David Bruce: The Funniest People in Music, Volume 2 — Awards, Bathrooms, Big Breaks

Awards

• Ellen Zwilich is the first woman ever to win the Pulitzer Prize in music; in 1983, she won for her composition Symphony No. 1: Three Movements for Orchestra. Afterward, she was surprised by the number of people who asked her, “How does it feel to be the first woman to win a Pulitzer Prize in music?” Her usual reply was, “I hope it’s the last time gender is more important than creativity.”

• Harlan Howard, Roger Miller, and Willie Nelson had a wonderful time one year at the BMI Awards dinner in Nashville. Each and every time a winner was announced, the trio would jump up and run to accept the award, causing mass amounts of confusion until the real winner appeared on stage.

Bathrooms

• The pediatrician of opera critic Patrick J. Smith was very good at giving his own criticisms of bad productions at the New York Metropolitan Opera. He once stated about a certain production, “It needs a collective glycerine suppository up the rear.”

• Louis Armstrong had cards made up with his picture on them — the picture showed him sitting on the toilet. Celebrity interviewer Joe Franklin says, “He was the only guy I knew who gave out cards like that.”

Big Breaks

• How did one get to be a member of the Beatles, perhaps the most famous and influential band in rock-and-roll history? John Lennon became a member simply by starting his own musical group as a teenager. He started a group called the Blackjacks, which became the Quarry Men, and through a series of personnel changes eventually became the Beatles. John invited Paul McCartney to join the Quarry Men because of his superior musicianship — Paul could tune his guitar, which is something none of the Quarry Men could do. George Harrison idolized John, but was invited to join the Quarry Men mainly because his mother was willing to let the Quarry Men practice at her house. Ringo Starr joined the Beatles after Pete Best was forced out of the group, allegedly for either sub-standard drumming or for being the best-looking Beatle. According to speculation, aka vicious gossip, Paul wanted to be the heartthrob of the group, and he felt threatened by Pete’s good looks. If that is true, Ringo may have been asked to join the Beatles just before they became rich and famous simply because he could drum and had a big nose. Of course, the group became very big very quickly. When they landed at JFK Airport on February 7, 1964, for their first visit to the United States, their fans made so much commotion that the Beatles thought that either Elvis Presley or the President of the United States was landing at the same time.

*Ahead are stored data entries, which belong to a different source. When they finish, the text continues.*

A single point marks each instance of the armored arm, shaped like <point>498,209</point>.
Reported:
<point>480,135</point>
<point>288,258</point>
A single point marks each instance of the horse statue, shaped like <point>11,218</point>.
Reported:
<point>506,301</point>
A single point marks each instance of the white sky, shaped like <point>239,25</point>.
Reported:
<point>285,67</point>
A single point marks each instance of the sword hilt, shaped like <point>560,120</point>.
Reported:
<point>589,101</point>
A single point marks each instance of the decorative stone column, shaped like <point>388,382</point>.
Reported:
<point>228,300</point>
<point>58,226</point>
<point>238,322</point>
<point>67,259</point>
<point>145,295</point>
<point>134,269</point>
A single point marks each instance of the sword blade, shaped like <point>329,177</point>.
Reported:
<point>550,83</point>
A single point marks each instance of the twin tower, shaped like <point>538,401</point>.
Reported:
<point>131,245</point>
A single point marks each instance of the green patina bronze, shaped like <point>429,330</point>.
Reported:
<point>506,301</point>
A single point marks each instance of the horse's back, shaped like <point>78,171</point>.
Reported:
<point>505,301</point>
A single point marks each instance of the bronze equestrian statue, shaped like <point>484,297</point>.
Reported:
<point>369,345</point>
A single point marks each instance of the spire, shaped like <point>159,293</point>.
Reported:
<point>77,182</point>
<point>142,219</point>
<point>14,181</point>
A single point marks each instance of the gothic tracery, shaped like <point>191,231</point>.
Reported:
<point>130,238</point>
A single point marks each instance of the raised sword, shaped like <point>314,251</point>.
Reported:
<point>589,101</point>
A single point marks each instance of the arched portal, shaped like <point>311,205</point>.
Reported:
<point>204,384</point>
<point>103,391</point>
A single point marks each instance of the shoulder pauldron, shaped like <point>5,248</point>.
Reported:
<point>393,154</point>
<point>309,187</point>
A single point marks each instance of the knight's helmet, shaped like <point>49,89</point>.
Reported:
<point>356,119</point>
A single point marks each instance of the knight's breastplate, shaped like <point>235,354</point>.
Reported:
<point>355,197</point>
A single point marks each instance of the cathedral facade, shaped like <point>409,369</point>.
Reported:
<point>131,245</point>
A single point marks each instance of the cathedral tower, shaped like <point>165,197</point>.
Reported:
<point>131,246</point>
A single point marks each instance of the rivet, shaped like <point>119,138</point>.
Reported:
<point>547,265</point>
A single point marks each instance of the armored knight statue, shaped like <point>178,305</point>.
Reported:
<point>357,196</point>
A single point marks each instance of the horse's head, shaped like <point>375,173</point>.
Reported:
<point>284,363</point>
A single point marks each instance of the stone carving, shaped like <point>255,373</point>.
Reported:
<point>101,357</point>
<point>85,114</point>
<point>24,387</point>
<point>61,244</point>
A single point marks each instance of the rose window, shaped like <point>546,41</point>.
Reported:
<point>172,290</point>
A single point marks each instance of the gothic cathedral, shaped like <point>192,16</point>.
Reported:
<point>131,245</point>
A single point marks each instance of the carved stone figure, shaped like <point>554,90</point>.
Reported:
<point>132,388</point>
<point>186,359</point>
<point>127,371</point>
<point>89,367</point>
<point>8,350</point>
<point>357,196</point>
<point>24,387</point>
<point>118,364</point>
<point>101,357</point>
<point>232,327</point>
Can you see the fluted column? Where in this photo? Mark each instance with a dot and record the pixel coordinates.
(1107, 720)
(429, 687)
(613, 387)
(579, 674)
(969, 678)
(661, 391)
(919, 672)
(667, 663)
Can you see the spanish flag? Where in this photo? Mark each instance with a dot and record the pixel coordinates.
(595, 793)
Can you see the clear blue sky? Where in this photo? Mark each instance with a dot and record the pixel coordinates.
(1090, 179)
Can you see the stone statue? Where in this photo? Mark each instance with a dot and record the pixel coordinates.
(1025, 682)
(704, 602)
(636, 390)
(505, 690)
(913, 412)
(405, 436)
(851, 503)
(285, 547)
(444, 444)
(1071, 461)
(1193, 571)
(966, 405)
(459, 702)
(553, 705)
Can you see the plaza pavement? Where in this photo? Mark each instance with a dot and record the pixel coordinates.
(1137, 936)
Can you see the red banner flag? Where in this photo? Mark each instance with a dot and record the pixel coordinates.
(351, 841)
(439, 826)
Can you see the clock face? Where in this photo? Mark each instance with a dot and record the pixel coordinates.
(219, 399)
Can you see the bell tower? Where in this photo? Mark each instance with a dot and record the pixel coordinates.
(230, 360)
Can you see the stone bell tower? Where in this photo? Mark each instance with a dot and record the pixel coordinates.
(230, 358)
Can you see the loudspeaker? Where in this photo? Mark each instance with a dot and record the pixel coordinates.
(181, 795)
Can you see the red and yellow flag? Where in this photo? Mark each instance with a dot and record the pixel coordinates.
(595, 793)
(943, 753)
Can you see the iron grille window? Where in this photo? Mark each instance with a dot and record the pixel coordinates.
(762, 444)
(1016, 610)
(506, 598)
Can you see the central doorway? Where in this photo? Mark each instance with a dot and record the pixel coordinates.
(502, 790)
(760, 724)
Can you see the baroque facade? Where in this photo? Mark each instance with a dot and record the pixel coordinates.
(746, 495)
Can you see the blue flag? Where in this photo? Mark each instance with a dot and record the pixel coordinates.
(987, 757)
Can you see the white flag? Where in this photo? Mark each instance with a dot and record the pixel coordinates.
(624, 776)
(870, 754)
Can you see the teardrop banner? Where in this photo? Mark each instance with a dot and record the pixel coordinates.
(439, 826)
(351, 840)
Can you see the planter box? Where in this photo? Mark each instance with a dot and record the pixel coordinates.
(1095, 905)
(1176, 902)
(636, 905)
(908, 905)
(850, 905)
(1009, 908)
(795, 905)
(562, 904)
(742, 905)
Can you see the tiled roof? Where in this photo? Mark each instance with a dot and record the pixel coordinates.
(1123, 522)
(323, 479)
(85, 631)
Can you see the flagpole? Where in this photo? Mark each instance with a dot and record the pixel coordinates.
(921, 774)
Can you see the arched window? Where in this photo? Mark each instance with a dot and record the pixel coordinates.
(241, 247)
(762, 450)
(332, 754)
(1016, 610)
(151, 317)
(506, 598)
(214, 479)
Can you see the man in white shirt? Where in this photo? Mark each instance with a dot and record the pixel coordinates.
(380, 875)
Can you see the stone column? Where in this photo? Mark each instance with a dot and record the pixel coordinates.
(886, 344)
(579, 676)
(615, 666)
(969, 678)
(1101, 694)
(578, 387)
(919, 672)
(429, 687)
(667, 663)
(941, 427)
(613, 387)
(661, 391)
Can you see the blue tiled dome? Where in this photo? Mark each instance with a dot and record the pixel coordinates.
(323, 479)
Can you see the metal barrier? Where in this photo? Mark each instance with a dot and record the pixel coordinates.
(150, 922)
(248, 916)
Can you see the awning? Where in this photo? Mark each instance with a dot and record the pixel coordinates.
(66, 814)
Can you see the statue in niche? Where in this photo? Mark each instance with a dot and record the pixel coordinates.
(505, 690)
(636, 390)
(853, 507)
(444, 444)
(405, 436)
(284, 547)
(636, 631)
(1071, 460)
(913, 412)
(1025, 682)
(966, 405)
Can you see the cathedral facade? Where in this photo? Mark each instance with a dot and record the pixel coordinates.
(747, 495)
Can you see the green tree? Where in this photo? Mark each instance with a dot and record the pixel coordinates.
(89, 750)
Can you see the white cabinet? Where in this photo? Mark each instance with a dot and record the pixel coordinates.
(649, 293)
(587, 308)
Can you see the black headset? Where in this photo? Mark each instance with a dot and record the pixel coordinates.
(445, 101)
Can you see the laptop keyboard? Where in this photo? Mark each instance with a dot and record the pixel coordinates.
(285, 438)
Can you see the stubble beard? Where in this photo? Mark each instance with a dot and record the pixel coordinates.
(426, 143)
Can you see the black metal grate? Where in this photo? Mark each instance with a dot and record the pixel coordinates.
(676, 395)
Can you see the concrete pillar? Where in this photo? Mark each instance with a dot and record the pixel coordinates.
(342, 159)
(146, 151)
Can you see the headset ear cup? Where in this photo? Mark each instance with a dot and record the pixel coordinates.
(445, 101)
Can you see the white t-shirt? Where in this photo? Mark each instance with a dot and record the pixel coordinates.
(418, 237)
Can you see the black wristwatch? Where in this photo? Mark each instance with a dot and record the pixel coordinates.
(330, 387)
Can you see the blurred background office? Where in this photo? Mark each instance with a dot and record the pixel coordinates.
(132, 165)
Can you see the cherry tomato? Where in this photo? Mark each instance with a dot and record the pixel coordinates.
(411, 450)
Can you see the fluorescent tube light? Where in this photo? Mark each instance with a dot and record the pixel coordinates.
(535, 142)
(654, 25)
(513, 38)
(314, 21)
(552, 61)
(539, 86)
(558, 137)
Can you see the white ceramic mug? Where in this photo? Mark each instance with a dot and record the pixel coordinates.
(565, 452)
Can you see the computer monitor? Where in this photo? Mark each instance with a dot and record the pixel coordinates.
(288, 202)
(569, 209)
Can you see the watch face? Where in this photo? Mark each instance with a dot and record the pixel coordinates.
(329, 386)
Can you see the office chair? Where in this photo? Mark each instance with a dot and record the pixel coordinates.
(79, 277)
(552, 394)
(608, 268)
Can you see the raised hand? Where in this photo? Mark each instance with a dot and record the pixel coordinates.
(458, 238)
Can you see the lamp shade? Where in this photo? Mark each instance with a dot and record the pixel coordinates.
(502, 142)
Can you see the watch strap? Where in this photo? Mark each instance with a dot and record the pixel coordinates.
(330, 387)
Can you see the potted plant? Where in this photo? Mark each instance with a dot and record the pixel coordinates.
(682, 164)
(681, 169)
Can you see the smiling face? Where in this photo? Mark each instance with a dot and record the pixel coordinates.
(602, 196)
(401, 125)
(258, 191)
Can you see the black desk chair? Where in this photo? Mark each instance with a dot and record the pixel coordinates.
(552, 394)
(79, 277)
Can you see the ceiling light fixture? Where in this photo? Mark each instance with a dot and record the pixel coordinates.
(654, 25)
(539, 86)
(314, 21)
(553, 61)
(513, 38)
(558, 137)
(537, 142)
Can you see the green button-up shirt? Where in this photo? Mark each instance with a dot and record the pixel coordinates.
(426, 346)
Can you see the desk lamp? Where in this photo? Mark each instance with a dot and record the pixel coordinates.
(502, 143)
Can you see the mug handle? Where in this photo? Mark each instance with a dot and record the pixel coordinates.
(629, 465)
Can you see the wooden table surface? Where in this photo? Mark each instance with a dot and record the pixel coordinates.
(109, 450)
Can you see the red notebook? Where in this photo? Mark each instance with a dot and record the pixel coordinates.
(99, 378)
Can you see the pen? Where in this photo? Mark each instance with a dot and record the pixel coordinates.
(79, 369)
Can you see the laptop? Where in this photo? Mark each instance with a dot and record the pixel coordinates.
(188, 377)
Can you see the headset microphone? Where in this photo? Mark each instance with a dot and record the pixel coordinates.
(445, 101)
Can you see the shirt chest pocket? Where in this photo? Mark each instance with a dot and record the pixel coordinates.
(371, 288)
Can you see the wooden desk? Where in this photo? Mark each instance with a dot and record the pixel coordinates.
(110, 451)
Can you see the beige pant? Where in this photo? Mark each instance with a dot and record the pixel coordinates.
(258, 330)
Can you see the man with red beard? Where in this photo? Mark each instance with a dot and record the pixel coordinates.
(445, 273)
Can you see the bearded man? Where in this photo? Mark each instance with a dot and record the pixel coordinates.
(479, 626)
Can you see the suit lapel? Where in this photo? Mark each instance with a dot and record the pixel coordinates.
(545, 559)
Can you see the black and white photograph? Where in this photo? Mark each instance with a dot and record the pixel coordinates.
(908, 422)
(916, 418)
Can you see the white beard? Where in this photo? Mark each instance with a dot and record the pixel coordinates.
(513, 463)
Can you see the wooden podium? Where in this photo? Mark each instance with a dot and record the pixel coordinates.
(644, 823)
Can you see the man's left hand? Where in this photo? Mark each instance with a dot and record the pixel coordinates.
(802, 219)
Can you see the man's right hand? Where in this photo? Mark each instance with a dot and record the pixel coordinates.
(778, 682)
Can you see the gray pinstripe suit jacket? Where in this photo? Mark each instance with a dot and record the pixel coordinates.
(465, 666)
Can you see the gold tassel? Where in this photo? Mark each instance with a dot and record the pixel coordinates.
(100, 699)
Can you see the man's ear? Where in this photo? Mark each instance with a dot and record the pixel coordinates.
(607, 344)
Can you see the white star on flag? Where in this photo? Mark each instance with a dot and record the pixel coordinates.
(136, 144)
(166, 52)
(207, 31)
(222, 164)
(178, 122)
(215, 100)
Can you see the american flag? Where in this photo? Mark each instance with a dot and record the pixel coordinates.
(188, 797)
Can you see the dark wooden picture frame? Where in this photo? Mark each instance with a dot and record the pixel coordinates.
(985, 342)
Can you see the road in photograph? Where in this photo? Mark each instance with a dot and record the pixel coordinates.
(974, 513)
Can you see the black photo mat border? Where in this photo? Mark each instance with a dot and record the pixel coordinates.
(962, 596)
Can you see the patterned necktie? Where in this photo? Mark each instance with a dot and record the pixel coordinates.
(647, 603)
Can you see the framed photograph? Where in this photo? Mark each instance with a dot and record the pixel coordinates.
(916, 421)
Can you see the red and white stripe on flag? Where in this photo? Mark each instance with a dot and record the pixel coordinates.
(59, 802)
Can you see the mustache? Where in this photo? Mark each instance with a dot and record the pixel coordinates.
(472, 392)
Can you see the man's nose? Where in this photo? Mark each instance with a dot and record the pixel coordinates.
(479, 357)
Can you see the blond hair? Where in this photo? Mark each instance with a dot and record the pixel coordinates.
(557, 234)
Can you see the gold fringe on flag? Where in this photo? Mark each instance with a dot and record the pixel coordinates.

• B.B. King got a lucky break early in his career in Memphis. Bluesman and radio host Sonny Boy Williamson made a mistake and agreed to sing at two different clubs at the same time, an obvious impossibility. Therefore, he decided to let B.B. sing at one of the clubs — the one that paid less. However, he knew that the owner of that club, Miss Annie, was tough and would not let B.B. play at her club unless he could bring in some customers. No problem. Sonny Boy knew how to make B.B. a celebrity in a hurry — he simply put B.B. on his radio show and had him play some music. Miss Annie and lots of potential customers were listening, and B.B. brought in a bunch of customers when he played at Miss Annie’s club. Another early job that B.B. had at about the same time was selling a popular all-purpose tonic called Pepticon. He played his guitar and sang and then sold Pepticon. For a long time, he wondered why Pepticon was so popular, then he discovered that it was 12 percent alcohol.